COVID-19 is showing us how essential the spaces/times where life is reproduced and maintained are, including the constellation of mostly women’s work in home-making;  care of children, the elderly, the sick and persons with disabilities; and cleaning and maintenance of our communities, cities, streets, parks, forests and beaches. The pandemia calls on us to put the sustainability of life, not the market, at the center. It shows us that it is not the reproduction of capital, but the reproduction of life that should concern us.

Since the current system only considers paid work and market transactions as productive, an important lesson from this pandemic is that we must change this system if we want to survive. The care work that patriarchy devalues–the daily tasks that have been made invisible and belittled precisely because for centuries they have done mostly by women and—must be at the center of our societies and our economies.

We have been shown our vulnerability, but we have also been shown our strength. Recognizing our interdependence and the work of mutual care and solidarity, and appreciating all that our Mother Earth offers us, her living beings, is the most important lesson that I hope we have learned. These  horrible months of pandemic and death at the same time have been months of huge and small expressions of the goodness and generosity of the human spirit.

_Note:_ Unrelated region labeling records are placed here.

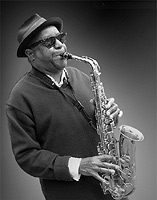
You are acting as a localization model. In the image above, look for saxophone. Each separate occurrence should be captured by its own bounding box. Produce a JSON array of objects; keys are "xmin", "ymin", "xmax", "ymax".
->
[{"xmin": 62, "ymin": 52, "xmax": 144, "ymax": 200}]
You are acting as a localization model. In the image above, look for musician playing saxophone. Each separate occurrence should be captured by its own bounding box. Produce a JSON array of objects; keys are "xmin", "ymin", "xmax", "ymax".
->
[{"xmin": 6, "ymin": 14, "xmax": 127, "ymax": 200}]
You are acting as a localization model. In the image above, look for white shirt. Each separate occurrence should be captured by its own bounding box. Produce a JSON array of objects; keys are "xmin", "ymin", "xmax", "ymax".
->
[{"xmin": 47, "ymin": 69, "xmax": 81, "ymax": 181}]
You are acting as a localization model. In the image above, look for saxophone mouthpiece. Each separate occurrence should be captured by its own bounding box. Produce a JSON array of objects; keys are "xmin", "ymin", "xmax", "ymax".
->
[{"xmin": 61, "ymin": 52, "xmax": 72, "ymax": 60}]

There are thousands of examples, including people voluntarily keeping their physical distance even if their governments do not require it, as is happening in Nicaragua; artists delighting us from their rooftops, computers or in the streets; people planting and gathering food to share with the neediest; memes with such a sense of humor that we can’t help but laugh out loud in isolation; collective applause for health workers; and expressions of gratitude for those who care for our sons and daughters and the elderly, those who clean our homes and buildings, those who work in grocery stores, those who cook our food… We have seen that the people least acknowledged by capitalist patriarchy are the most indispensable for our survival and that it’s the living beings — not the market – that sustain us.

Alda Facio is a Costa Rican jurist, international women’s rights expert and a member of the UN Working Group on Discrimination against Women.